MLOps (Machine Learning Operations) is a set of practices that provide determinism, scalability, agility, and governance in the model development and deployment pipeline. This new paradigm focuses on four key areas within model training, tuning, and deployment (inference): machine learning must be reproducible, it must be collaborative, it must be scalable, and it must be continuous.
MLOps is modeled on the existing discipline of DevOps, the modern practice of efficiently writing, deploying and running enterprise applications. DevOps got its start a decade ago as a way warring tribes of software developers (the Devs) and IT operations teams (the Ops) could collaborate. MLOps adds to the team the data scientists, who curate datasets and build AI models that analyze them. It also includes ML engineers, who run those datasets through the models in disciplined, automated ways. It’s a big challenge in raw performance as well as management rigor. Datasets are massive and growing, and they can change in real time. AI models require careful tracking through cycles of experiments, tuning and retraining. So, MLOps needs a powerful AI infrastructure that can scale as companies grow.
MLOps combine machine learning, applications development and IT operations
source: Neal Analytics
The Guiding Principles of MLOps
- Collaborative: Machine Learning should be collaborative.

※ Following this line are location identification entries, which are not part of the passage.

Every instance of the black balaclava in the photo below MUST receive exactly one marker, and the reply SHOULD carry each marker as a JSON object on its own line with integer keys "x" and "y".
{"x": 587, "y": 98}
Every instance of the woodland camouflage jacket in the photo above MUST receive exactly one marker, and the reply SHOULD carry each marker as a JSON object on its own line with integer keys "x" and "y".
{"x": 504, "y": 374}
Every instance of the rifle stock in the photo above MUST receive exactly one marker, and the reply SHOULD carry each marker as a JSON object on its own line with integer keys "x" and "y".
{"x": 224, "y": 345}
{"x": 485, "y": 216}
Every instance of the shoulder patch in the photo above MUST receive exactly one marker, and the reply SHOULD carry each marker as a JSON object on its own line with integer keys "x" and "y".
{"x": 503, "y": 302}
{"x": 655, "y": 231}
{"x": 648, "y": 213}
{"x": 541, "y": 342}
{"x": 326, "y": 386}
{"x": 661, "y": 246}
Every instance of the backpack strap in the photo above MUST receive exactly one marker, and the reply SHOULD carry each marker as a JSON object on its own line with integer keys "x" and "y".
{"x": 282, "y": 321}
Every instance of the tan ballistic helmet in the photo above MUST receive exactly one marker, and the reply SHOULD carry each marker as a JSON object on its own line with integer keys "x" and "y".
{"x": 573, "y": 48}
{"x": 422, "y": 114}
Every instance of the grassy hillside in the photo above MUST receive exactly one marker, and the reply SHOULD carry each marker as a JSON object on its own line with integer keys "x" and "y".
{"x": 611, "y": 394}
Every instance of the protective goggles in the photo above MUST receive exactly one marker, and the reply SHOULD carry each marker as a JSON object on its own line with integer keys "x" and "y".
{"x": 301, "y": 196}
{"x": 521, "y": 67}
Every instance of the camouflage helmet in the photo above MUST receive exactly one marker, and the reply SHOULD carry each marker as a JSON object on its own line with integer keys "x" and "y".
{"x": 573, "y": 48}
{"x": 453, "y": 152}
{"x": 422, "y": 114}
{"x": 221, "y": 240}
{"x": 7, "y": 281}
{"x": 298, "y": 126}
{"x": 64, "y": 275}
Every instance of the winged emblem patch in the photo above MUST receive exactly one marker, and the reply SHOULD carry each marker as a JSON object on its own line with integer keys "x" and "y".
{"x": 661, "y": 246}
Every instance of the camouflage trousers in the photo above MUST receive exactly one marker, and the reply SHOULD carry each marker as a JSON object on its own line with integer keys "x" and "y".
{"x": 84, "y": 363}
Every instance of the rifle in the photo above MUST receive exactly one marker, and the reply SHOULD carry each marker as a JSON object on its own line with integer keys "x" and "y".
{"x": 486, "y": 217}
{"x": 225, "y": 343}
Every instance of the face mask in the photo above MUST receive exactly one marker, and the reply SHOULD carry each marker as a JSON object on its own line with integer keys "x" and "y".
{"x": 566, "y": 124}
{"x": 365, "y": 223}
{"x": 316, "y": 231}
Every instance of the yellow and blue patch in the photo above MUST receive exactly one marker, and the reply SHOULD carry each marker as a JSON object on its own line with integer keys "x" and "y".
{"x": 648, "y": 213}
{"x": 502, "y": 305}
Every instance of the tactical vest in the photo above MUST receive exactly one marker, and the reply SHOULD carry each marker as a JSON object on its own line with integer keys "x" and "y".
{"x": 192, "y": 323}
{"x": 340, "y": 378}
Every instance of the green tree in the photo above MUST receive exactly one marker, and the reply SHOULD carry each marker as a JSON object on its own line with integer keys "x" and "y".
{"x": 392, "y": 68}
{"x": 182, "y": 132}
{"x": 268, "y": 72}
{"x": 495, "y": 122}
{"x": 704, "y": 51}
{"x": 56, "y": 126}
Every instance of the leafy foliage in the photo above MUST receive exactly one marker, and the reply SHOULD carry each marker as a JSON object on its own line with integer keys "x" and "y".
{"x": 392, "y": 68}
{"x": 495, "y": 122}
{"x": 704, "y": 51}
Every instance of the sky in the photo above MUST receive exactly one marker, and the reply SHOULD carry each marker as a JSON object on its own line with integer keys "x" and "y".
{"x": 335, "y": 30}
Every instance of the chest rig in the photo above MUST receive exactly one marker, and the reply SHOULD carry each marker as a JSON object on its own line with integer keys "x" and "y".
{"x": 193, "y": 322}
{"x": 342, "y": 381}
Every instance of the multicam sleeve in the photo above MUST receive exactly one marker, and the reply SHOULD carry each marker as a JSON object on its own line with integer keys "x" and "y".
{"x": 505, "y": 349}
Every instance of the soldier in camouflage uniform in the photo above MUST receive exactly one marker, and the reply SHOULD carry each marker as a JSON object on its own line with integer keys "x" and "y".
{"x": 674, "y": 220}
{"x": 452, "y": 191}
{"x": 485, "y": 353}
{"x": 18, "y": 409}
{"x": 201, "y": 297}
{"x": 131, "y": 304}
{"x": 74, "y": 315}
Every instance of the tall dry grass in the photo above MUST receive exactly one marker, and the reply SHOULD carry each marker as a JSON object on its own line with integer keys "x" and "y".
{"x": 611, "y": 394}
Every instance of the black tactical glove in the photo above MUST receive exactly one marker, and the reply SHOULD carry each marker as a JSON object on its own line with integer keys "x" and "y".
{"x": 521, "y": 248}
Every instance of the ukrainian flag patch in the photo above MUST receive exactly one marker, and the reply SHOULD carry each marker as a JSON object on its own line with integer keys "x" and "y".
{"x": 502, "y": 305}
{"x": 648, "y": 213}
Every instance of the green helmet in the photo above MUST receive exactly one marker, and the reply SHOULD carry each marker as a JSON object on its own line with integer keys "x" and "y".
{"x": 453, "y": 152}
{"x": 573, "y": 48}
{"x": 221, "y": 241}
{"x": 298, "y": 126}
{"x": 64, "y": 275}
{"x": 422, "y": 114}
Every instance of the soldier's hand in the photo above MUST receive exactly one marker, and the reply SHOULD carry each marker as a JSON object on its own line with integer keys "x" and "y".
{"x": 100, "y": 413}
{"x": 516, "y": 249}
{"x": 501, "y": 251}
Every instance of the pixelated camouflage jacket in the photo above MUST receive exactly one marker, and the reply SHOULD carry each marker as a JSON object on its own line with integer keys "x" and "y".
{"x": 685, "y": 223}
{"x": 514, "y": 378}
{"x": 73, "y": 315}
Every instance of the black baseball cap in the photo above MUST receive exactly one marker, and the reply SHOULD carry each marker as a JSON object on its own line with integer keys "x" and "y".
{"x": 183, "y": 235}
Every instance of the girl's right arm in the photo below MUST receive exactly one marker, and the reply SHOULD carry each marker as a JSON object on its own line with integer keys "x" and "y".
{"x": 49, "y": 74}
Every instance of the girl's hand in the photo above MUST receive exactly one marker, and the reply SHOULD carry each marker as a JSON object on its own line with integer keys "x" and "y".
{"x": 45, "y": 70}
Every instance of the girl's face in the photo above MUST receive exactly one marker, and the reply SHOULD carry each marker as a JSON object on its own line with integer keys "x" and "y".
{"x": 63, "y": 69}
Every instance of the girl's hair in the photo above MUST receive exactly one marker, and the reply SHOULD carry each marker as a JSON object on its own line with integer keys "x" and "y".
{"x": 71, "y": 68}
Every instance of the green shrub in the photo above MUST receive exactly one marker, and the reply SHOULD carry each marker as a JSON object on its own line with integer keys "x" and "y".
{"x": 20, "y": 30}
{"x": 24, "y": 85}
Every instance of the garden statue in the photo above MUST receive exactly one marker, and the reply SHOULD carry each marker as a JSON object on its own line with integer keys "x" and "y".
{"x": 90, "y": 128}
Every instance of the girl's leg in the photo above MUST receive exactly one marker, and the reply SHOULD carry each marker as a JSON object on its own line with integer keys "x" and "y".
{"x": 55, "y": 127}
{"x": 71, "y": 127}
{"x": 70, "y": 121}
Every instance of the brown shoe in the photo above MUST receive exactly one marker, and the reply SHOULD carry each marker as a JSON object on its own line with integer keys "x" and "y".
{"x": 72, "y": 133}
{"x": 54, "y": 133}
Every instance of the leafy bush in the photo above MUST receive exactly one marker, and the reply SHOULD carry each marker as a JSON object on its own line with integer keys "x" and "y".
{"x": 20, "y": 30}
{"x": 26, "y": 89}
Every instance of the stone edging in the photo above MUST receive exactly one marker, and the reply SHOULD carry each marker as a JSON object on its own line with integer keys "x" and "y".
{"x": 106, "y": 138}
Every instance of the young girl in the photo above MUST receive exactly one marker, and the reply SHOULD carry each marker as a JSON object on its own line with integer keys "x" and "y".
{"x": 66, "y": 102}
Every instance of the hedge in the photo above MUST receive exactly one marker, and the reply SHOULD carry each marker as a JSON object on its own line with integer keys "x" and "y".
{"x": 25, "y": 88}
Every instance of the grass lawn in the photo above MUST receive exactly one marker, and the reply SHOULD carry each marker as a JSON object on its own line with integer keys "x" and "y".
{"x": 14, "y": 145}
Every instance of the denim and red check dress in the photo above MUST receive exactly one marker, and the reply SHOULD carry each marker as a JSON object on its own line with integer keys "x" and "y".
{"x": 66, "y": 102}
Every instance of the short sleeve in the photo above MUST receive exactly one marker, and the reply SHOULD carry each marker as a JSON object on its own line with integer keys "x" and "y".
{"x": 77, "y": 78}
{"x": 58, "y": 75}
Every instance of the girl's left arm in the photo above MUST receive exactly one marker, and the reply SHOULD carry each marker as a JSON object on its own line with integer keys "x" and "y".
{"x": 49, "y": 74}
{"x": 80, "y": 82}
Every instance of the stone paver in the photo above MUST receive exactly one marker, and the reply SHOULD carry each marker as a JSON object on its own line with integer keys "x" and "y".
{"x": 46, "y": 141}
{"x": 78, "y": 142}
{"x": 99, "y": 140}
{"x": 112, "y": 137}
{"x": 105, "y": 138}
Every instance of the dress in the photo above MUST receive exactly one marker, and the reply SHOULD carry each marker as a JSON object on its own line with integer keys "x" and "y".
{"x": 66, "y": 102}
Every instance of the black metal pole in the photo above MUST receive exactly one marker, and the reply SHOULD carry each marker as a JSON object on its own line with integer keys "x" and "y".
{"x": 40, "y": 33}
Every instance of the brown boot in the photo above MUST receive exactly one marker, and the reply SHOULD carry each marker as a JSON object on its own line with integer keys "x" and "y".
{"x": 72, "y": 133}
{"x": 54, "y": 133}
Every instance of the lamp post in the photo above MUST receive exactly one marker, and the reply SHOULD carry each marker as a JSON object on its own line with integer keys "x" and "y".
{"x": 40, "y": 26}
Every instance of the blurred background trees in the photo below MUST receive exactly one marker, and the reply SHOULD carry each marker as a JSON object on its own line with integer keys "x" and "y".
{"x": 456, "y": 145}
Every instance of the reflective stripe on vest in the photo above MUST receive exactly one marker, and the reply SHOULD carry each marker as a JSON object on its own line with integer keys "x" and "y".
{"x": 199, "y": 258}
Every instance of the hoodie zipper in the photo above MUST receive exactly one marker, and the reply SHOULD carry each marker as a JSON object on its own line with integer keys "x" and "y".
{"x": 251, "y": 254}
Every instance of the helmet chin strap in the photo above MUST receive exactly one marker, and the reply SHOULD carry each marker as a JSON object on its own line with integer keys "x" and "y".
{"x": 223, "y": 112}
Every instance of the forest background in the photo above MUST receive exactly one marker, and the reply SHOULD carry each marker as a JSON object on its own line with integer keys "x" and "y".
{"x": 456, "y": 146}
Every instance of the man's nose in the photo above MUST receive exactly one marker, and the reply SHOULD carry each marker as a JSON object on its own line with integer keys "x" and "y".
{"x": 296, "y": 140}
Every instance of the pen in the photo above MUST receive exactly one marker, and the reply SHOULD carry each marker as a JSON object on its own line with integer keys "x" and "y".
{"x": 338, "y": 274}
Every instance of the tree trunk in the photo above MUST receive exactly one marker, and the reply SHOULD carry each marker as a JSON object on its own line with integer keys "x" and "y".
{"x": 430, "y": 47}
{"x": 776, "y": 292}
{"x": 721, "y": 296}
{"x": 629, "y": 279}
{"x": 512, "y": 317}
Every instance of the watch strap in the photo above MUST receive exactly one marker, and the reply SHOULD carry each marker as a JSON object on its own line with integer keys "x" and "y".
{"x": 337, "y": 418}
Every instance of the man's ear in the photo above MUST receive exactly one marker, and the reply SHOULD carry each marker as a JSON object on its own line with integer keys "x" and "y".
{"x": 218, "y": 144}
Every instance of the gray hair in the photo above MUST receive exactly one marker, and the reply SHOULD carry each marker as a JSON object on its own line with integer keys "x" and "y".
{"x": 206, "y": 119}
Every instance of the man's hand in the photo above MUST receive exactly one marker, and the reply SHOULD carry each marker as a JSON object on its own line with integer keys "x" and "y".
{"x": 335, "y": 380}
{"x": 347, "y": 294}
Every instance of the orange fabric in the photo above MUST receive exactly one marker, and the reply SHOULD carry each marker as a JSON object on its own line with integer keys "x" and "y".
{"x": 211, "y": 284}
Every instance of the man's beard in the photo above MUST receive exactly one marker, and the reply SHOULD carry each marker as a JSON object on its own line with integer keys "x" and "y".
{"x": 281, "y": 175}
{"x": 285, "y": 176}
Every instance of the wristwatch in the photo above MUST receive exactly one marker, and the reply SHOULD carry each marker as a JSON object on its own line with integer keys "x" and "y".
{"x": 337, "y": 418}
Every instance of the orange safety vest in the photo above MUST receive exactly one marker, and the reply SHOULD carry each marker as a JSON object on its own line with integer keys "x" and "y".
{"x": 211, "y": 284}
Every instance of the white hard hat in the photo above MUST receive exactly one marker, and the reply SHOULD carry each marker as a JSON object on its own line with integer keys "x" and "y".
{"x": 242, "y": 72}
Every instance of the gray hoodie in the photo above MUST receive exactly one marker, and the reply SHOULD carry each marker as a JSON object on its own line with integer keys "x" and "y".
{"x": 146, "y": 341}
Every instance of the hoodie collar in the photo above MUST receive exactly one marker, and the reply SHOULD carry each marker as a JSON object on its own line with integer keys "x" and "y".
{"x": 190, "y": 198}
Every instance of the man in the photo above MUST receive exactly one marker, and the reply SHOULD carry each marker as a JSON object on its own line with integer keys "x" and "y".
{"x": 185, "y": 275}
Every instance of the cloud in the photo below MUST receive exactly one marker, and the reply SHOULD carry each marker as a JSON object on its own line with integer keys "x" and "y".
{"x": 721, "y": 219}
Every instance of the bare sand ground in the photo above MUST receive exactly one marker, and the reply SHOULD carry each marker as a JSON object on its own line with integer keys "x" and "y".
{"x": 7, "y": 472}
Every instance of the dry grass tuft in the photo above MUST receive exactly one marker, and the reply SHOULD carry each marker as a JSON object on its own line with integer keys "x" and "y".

When approached from the perspective of a model – or even ML code, machine learning cannot be developed truly collaboratively as most of what makes the model is hidden. MLOps encourages teams to make everything that goes into producing a machine learning model visible – from data extraction to model deployment and monitoring. Turning tacit knowledge into code makes machine learning collaborative.
- Reproducible: Machine learning should be reproducible.
Data scientists should be able to audit and reproduce every production model. In software development, version control for code is standard, but machine learning requires more than that. Most importantly, it means versioning data as well as parameters and metadata. Storing all model training related artifacts ensures that models can always be reproduced.
- Continuous: Machine learning should be continuous.
A machine learning model is temporary. The lifecycle of a trained model depends entirely on the use-case and how dynamic the underlying data is. Building a fully automatic, self-healing system may have diminishing returns based on your use-case, but machine learning should be thought of as a continuous process and as such, retraining a model should be as close to effortless as possible.
- Tested: Machine learning should be tested & monitored.
Testing and monitoring are part of engineering practices, and machine learning should be no different. In the machine learning context, the meaning of performance is not only focused on technical performance (such as latency) but, more importantly, predictive performance. MLOps best practices encourage making expected behavior visible and to set standards that models should adhere to, rather than rely on a gut feeling.
History of MLOps
The challenges of the ongoing use of machine learning in applications were highlighted in a 2015 paper titled, Hidden Technical Debt in Machine Learning Systems.
The predicted growth in machine learning includes an estimated doubling of ML pilots and implementations from 2017 to 2018, and again from 2018 to 2020. Spending on machine learning is estimated to reach $57.6 billion by 2021, a compound annual growth rate (CAGR) of 50.1%.
Reports show a majority (up to 88%) of corporate AI initiatives are struggling to move beyond test stages. However, those organizations that actually put AI and machine learning into production saw a 3-15% profit margin increases.
In 2018, after having one presentation about ML productionization from Google, MLOps and approaches to it began to gain traction among AI/ML experts, companies, and technology journalists as a solution that can address the complexity and growth of machine learning in businesses.
In October 2020, ModelOp, Inc. launched ModelOp.io, an online hub for MLOps and ModelOps resources. Alongside the launch of this website, ModelOp released a Request for Proposal (RFP) template. Resulting from interviews with industry experts and analysts, this RFP template was designed to address the functional requirements of ModelOps and MLOps solutions.